Springs Preserve
Las Vegas / Springs Preserve

Springs Preserve

Las Vegas's ecological and cultural heart, hiding in plain sight from the Strip.

🏛️ Sights & Landmarks🌿 Nature & Outdoors🎯 Activities & Experiences🎭 Arts & Entertainment$$
🌿 Relaxing👨‍👩‍👧 Family-friendly🎭 Cultural🗺 Off the beaten path

Springs Preserve is a 180-acre cultural and natural history attraction built on the site of the ancient springs that first made human settlement possible in the Las Vegas Valley.

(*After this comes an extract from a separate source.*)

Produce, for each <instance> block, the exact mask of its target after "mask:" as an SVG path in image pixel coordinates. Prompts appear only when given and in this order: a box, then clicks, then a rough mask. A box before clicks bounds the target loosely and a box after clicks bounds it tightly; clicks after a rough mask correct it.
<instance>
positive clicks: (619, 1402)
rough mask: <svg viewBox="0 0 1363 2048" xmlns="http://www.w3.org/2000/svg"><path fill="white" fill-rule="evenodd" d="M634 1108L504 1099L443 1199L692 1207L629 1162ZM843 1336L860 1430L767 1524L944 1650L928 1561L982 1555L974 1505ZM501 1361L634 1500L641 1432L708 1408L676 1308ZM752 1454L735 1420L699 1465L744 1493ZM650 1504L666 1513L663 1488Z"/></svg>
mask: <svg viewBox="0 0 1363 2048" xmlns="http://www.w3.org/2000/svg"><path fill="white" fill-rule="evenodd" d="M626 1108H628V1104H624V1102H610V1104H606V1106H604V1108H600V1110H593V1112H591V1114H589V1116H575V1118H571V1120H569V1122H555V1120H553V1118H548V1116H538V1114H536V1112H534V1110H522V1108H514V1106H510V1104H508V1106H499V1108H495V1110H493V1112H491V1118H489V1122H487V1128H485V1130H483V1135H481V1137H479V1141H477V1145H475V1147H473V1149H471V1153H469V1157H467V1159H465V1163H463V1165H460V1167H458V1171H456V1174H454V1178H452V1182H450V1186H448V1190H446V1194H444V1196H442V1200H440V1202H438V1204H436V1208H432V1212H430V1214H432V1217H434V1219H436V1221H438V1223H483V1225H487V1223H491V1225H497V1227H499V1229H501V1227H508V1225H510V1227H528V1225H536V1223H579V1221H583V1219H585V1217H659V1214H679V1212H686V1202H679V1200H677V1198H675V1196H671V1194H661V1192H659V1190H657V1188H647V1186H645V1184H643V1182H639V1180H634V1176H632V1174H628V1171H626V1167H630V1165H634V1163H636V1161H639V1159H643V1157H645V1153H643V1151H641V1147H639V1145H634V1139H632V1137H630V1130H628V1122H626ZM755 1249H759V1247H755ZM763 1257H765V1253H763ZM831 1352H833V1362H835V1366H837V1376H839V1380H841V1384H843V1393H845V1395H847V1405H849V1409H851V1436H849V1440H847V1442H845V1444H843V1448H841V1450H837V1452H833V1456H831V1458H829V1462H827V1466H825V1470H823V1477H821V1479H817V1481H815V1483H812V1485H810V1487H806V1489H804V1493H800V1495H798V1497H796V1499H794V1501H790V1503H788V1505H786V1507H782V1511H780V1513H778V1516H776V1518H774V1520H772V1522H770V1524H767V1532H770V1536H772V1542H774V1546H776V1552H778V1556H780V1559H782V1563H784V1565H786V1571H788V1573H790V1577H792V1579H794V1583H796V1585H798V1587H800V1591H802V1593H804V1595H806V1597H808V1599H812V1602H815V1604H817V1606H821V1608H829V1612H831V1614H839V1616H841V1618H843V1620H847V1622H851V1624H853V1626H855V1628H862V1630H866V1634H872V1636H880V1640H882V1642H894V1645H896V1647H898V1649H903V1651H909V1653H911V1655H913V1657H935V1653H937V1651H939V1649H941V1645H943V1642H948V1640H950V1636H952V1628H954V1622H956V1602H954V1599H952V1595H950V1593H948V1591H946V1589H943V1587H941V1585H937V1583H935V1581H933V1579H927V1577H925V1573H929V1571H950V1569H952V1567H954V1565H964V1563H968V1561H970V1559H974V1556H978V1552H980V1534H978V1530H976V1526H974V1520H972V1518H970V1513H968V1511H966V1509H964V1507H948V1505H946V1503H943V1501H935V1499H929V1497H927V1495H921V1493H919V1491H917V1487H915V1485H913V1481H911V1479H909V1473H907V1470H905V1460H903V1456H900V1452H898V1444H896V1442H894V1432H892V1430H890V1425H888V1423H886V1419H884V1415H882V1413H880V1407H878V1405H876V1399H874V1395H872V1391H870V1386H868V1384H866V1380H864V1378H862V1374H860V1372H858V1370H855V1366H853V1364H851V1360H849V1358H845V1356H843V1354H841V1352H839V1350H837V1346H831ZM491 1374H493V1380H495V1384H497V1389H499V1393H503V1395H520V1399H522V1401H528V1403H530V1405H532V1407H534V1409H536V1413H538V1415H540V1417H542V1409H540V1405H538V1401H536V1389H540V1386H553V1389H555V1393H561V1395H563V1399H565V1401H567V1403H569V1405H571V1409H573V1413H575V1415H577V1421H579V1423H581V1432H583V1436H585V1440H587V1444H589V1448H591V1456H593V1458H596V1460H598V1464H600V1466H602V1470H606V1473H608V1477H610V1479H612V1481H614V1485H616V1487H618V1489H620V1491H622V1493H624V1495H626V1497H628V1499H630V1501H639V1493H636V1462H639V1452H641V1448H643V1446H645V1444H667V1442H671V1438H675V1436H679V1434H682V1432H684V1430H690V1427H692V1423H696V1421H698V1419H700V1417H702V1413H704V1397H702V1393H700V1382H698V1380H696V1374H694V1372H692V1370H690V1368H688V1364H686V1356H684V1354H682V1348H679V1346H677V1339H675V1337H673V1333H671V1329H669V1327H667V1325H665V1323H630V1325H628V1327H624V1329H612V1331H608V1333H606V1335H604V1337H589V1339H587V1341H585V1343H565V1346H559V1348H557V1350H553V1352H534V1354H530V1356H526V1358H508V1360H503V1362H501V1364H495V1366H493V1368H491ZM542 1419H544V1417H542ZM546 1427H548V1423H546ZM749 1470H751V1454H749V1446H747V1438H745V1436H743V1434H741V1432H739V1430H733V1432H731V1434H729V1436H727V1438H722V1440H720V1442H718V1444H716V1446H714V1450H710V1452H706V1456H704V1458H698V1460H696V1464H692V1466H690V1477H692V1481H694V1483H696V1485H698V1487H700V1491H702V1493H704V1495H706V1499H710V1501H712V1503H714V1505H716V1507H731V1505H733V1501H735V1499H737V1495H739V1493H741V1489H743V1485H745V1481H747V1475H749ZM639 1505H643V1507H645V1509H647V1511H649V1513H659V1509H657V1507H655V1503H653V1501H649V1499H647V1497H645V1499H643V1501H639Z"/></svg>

Long before the casinos, before Bugsy Siegel, before any of it, this spot was an oasis in the Mojave — a stopping point on the Old Spanish Trail, a watering hole for Native American communities, and eventually the reason the railroad came through at all. The springs themselves dried up in the 1960s due to groundwater depletion, but the preserve was developed by the Las Vegas Valley Water District and opened in 2007 as a way to tell the full story of this place and advocate for sustainable desert living.

A visit here covers a lot of ground, both literally and figuratively. The preserve includes botanical gardens planted with native Mojave species, miles of walking trails through restored desert habitat, and a cluster of LEED-platinum buildings housing rotating natural history exhibits, the Nevada State Museum, and the Origen Museum — which focuses specifically on the ecology and history of the Las Vegas Valley. There are live animal exhibits, a butterfly habitat, a working demonstration garden showing how to garden sustainably in the desert, and regular programming for kids. The architecture itself is worth noting: the main buildings were designed to look like they were carved from the desert floor.

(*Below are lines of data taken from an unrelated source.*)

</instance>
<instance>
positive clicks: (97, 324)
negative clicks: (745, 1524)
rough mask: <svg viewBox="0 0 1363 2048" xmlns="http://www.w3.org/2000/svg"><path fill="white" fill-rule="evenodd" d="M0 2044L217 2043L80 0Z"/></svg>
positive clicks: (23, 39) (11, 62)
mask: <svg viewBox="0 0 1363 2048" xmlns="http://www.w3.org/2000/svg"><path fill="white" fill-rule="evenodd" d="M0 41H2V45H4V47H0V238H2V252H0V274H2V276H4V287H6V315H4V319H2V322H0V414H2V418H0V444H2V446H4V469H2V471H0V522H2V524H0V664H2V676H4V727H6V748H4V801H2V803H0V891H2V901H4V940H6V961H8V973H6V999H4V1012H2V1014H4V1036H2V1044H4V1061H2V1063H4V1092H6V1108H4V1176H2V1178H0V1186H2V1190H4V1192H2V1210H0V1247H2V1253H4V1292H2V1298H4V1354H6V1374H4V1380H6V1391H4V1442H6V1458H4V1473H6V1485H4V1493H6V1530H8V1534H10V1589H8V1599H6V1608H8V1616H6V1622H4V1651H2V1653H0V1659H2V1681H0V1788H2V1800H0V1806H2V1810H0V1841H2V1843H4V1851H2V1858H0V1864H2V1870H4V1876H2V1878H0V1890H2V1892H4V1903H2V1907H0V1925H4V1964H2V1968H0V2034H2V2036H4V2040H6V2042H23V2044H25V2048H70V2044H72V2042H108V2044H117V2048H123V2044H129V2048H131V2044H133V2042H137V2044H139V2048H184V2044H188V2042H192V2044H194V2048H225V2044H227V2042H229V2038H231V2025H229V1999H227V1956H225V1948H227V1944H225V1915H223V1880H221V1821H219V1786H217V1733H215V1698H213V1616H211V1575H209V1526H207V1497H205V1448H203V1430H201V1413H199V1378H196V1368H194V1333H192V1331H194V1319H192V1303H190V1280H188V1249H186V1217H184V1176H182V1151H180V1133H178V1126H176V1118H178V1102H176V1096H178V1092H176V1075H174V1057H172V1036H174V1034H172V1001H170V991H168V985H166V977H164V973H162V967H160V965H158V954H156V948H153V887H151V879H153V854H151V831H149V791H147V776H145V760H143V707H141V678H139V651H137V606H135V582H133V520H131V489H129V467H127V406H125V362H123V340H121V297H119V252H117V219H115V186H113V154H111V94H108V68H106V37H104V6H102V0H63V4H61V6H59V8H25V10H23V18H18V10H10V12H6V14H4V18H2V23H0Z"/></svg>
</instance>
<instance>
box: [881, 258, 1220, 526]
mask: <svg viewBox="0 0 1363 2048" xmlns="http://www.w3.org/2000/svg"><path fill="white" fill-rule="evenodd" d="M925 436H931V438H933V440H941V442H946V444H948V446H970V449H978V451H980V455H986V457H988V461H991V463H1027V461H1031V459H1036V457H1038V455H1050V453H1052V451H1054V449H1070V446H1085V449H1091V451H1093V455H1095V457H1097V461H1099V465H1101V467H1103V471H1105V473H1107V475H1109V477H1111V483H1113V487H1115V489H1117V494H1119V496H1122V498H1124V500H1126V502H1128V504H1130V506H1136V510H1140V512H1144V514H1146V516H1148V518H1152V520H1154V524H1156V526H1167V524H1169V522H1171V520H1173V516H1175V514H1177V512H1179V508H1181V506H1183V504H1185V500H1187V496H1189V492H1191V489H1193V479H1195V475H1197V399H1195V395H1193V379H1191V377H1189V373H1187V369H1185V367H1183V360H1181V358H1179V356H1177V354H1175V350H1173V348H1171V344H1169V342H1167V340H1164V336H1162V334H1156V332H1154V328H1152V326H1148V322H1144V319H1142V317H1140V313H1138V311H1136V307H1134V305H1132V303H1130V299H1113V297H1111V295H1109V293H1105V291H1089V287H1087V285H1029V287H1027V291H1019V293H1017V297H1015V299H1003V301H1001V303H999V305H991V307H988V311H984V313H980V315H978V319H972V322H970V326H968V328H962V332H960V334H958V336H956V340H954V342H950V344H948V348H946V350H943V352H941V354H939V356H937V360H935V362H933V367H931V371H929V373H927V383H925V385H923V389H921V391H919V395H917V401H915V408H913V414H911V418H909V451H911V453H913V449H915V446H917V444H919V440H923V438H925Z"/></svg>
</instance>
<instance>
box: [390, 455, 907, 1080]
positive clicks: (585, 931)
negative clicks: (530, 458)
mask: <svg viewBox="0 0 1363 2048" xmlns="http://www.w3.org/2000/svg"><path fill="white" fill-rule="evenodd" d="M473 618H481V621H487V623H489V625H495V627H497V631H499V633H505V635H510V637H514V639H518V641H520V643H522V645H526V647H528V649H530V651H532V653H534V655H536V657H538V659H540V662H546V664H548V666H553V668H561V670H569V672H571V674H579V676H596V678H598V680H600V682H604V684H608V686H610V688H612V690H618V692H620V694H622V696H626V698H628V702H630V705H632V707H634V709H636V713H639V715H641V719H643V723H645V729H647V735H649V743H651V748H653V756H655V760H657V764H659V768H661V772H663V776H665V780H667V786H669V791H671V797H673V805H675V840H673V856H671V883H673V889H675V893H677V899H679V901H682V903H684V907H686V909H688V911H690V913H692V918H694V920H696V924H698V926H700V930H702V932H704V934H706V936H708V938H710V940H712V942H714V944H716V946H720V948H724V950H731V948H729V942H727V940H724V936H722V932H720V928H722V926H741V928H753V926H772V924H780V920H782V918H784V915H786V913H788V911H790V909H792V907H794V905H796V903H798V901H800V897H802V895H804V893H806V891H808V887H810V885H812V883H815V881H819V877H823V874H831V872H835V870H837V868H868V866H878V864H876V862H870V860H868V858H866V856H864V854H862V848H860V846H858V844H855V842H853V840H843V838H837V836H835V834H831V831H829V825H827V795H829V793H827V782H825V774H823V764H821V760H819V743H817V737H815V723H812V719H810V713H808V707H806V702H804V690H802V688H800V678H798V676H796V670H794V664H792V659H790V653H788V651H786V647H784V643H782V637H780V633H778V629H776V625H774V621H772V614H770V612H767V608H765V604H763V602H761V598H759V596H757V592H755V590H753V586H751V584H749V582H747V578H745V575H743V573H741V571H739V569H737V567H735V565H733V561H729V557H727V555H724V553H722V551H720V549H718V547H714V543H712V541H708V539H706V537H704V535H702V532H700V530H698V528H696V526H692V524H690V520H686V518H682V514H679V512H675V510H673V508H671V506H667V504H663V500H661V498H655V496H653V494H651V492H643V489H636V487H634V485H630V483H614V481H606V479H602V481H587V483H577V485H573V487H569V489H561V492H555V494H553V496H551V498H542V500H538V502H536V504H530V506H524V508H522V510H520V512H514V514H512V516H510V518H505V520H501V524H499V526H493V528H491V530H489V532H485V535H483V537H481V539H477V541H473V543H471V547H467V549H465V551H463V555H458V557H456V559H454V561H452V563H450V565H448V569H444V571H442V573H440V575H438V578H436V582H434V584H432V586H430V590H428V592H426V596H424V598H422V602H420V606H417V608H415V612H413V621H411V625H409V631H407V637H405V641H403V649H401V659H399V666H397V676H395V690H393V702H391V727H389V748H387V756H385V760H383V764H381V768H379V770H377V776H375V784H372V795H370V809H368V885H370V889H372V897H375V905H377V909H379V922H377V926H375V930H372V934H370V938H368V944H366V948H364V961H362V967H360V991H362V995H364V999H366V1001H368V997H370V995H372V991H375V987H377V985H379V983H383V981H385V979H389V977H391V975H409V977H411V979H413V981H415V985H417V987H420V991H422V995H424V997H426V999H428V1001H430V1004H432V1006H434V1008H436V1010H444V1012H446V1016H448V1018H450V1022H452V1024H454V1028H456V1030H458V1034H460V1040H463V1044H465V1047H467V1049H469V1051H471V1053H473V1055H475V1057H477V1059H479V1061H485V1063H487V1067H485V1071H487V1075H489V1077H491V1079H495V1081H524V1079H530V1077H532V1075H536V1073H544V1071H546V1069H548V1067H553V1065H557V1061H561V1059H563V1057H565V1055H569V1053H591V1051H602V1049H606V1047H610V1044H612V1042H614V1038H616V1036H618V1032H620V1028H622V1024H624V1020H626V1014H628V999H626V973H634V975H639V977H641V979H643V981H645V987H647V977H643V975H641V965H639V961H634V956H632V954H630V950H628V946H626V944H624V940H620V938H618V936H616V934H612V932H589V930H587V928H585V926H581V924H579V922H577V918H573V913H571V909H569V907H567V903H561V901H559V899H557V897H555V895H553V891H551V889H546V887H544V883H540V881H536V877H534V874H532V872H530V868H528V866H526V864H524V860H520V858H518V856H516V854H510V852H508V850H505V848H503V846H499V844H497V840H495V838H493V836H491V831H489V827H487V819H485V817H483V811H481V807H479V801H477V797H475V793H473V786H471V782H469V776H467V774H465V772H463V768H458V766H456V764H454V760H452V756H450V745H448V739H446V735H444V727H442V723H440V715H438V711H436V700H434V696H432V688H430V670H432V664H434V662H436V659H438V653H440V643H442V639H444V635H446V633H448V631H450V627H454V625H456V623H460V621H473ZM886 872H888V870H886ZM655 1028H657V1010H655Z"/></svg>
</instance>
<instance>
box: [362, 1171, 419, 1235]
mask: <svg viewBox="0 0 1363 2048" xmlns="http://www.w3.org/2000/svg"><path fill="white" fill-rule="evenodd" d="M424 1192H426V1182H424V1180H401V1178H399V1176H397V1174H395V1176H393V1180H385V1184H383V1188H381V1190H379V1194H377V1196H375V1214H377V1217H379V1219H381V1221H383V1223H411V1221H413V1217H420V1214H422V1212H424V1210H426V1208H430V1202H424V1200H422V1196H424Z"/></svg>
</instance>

The preserve sits just west of downtown Las Vegas, about ten minutes from the Strip but a world away in atmosphere. It's genuinely one of the most undervisited worthwhile attractions in the city — locals love it, tourists mostly skip it, and that's a shame. If you're traveling with kids, or you're simply curious about what Las Vegas actually is beneath the neon, this place delivers. Check the schedule before you go since hours have varied and some exhibits have specific operating windows.

Local Tips

  1. 1

    The Nevada State Museum is included with general admission and is a genuinely excellent natural history museum — don't blow past it on the way to the trails.

  2. 2

    Parking is free and plentiful, which feels almost surreal for a legitimate Las Vegas attraction.

  3. 3

    The preserve occasionally hosts evening events and seasonal festivals — the holiday lights event in December draws big local crowds and is worth timing a visit around if you're here in winter.

  4. 4

    Tuesday and Wednesday closures catch a lot of visitors off guard — always double-check hours before making the drive, as they've shifted over the years.

When to Go

Best times
October to April

Desert temperatures are comfortable for walking the outdoor trails and gardens — this is the ideal window to spend real time outside on the grounds.

Spring (March to May)

Desert wildflowers and fresh growth make the botanical gardens particularly rewarding, and temperatures are ideal for the trails.

Try to avoid
June to August

Las Vegas summer heat regularly exceeds 110°F. The outdoor portions of the preserve become genuinely unpleasant by mid-morning — arrive right at opening or focus on indoor exhibits.

Why Visit

01

It tells the real story of Las Vegas — the ecology, Indigenous history, and geology that existed long before the casinos — in an engaging, hands-on way.

02

The desert botanical gardens and walking trails offer a genuine Mojave nature experience that's rare to find this close to a major city center.

03

It's one of the few genuinely great family attractions in Las Vegas that has nothing to do with gambling, shows, or the Strip — and it holds up for adults too.